During one summer in the 80s I had a week’s vacation from my job selling shoes at Marshall Field’s, and after considering places to go I decided to stay in town. Nobody said “staycation” then but that’s what it was. I resolved not to do anything I wouldn’t do in a hotel: no laundry, no dishes, no housekeeping. I might have replenished my toilet paper but that would have been my only accommodation to vacationing in my own apartment. For the entire week I visited museums and the zoo, rode the El to neighborhoods I hadn’t been to, and ate out at every meal, often with friends.
The climactic blowout meal of the week was to be dinner in the dining room of the Ritz-Carlton hotel. It was my favorite place to eat in the city and I had invited my friend Joyce to be my guest. Joyce called on Saturday afternoon, though, to say that she was sick and couldn’t come to dinner. I felt bad that she wasn’t well but was also disappointed not to have her company for what would undoubtedly be a grand culinary experience. I tried without success to round up a last-minute companion, so dinner tout seul it was to be.
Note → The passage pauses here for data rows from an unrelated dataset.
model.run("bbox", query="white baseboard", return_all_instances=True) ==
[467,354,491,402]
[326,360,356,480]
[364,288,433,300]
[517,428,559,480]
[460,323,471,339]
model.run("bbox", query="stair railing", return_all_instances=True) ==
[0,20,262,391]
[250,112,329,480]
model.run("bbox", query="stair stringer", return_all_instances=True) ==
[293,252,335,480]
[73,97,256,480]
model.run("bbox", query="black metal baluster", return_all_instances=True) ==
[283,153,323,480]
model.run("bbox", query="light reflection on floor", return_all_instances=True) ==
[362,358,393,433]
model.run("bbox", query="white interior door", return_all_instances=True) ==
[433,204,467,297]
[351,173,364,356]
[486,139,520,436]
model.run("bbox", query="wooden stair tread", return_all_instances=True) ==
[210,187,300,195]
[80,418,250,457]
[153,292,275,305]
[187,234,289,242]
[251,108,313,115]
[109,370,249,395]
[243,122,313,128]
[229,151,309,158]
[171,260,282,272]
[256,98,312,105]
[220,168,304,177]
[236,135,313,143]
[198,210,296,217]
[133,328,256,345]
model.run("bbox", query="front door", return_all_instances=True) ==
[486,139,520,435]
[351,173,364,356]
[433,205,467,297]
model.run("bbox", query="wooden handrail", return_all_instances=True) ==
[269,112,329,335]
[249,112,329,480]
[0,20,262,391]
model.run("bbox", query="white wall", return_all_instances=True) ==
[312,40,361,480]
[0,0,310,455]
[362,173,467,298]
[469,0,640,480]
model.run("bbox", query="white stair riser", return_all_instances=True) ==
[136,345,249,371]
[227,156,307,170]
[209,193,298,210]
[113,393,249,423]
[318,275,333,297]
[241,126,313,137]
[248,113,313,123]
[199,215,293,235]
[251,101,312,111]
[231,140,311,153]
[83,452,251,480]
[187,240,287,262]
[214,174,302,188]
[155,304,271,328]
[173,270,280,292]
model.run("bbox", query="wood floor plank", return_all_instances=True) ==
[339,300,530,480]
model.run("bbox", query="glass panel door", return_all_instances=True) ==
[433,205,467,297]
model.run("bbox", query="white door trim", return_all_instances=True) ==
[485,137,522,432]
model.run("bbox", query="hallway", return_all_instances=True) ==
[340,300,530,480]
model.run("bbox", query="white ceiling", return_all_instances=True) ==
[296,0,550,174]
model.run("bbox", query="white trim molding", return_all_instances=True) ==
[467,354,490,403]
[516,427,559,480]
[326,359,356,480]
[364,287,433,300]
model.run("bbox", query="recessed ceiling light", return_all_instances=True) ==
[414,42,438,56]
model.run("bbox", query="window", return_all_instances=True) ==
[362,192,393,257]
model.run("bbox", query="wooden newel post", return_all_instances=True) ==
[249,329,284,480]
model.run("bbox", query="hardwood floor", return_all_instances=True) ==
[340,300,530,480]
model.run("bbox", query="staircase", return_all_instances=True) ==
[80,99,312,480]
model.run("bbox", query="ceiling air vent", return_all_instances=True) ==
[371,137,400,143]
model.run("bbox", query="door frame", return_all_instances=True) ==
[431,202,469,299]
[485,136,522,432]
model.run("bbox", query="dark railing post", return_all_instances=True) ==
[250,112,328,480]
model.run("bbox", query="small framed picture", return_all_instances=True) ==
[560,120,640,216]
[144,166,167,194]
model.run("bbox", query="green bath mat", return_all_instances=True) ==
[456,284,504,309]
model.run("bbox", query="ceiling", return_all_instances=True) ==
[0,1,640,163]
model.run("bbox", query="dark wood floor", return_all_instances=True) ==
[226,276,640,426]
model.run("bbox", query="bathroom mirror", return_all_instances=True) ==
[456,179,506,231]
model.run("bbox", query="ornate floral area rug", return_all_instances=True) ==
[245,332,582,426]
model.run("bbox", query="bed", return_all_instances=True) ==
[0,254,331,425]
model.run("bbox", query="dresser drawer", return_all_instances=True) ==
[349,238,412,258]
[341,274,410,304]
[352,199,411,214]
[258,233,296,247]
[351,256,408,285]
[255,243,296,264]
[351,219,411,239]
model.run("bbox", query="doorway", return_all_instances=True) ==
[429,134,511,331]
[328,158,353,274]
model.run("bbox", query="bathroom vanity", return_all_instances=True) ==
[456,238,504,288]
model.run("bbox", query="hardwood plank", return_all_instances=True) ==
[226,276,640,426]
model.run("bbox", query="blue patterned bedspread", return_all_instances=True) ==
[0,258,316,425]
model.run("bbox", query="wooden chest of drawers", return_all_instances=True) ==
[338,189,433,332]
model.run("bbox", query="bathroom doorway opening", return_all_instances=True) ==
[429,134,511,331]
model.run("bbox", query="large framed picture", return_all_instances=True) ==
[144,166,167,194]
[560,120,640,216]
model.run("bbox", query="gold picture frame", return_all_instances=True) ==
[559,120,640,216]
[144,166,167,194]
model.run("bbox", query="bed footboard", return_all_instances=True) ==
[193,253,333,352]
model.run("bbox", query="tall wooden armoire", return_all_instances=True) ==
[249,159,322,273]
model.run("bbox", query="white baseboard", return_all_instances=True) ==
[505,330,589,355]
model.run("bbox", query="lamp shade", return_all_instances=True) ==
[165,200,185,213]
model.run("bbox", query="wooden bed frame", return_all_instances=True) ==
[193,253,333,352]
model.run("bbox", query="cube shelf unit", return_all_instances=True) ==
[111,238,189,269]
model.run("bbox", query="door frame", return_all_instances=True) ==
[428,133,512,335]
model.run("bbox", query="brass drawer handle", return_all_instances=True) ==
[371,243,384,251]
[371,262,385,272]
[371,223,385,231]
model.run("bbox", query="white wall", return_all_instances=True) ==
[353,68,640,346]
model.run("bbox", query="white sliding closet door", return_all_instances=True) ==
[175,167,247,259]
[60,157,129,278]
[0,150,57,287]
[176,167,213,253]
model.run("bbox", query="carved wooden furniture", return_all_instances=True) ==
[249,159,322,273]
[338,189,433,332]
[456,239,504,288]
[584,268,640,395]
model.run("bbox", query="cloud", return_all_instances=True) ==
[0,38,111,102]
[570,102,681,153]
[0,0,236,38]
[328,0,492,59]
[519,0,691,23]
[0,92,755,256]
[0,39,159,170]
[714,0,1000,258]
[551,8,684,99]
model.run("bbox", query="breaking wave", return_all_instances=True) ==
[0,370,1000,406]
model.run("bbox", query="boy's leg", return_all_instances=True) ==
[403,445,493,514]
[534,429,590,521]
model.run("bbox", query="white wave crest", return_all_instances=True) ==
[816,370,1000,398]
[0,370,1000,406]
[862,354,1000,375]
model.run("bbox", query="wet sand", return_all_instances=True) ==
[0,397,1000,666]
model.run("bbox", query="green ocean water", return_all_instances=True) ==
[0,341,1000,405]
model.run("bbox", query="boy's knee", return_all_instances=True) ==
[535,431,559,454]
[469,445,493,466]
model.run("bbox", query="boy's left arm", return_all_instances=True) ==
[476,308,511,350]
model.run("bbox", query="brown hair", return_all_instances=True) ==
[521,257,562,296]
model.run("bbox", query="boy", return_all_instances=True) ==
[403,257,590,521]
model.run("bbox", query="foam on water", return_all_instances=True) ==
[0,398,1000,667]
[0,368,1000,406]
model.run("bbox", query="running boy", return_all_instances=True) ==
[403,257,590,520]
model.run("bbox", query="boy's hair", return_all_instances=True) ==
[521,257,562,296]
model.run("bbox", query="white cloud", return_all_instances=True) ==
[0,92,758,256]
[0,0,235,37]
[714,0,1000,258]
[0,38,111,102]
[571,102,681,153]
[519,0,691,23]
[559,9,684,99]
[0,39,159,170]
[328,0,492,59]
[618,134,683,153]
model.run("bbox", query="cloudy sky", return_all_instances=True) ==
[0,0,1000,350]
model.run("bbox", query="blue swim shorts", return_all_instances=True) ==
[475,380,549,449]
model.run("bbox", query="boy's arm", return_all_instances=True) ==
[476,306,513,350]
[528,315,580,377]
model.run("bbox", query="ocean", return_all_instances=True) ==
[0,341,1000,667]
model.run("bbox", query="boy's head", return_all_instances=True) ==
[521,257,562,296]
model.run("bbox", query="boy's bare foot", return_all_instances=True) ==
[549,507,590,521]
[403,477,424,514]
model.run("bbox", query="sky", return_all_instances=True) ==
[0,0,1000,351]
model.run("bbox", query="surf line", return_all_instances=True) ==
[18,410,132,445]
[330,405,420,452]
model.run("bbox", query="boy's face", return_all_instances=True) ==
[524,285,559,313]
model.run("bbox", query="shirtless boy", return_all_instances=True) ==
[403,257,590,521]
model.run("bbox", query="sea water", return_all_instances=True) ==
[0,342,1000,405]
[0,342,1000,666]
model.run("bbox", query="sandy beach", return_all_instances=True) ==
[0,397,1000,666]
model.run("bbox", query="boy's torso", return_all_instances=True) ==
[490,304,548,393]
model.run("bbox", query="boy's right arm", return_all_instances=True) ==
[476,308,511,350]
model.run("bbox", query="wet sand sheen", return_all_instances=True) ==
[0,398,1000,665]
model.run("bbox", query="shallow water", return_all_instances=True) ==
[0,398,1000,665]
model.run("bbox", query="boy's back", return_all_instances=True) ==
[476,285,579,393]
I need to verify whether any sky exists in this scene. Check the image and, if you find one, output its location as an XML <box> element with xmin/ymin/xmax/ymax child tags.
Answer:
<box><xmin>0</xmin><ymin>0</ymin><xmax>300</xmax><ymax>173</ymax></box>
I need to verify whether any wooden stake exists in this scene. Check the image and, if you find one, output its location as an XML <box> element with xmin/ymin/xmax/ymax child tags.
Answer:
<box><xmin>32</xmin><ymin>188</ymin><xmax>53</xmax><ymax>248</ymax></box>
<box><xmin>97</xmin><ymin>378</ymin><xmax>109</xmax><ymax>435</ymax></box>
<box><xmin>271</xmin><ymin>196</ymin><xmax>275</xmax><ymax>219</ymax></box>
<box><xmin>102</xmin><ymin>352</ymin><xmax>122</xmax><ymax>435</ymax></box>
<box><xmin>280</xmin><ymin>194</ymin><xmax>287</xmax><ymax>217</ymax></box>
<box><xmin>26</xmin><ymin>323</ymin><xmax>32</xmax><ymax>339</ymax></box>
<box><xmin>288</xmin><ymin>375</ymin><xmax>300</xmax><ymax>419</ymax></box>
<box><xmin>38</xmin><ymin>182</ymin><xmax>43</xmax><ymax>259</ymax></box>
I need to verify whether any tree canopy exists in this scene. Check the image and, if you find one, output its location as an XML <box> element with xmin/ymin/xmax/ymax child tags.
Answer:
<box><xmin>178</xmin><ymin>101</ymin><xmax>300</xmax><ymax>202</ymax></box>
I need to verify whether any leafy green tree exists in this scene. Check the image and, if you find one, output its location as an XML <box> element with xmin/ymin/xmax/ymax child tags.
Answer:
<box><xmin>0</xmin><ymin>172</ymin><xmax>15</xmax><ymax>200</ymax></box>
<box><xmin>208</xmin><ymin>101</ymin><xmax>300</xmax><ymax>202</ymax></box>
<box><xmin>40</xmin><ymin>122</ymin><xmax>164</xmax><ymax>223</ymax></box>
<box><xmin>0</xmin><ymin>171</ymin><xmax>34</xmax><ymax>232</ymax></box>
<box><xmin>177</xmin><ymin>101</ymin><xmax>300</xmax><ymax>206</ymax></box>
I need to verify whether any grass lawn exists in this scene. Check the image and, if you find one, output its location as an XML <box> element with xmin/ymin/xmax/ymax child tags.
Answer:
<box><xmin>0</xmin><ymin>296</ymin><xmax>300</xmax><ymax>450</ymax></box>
The dining room of the Ritz-Carlton offered a not-too-expensive fixed-price dinner—around forty dollars at the time—but with money for dinner for two in my pocket, I added every available extra. I opted for the wine pairings, of course, and the optional foie gras course and the glass of Sauternes that was suggested to go with it. I believe I answered the “cheese or dessert?” question with, “Yes,” but by then a haze had settled over me and the details are vague. I may have eaten two desserts. One thing I do remember is the glass of 1840 Madeira I took after the food was gone. It was the color of tobacco, and velvet-silky. As I sipped I contemplated the presidency of Martin Van Buren, during whose term the wine was made. The entire meal lasted three-and-a-half hours and set me back $340, a princely sum even now and definitely an extravagance then. Afterward I staggered across the lobby to the elevator, rode down to the street, boarded a 151 Sheridan bus on Michigan Avenue, and went home.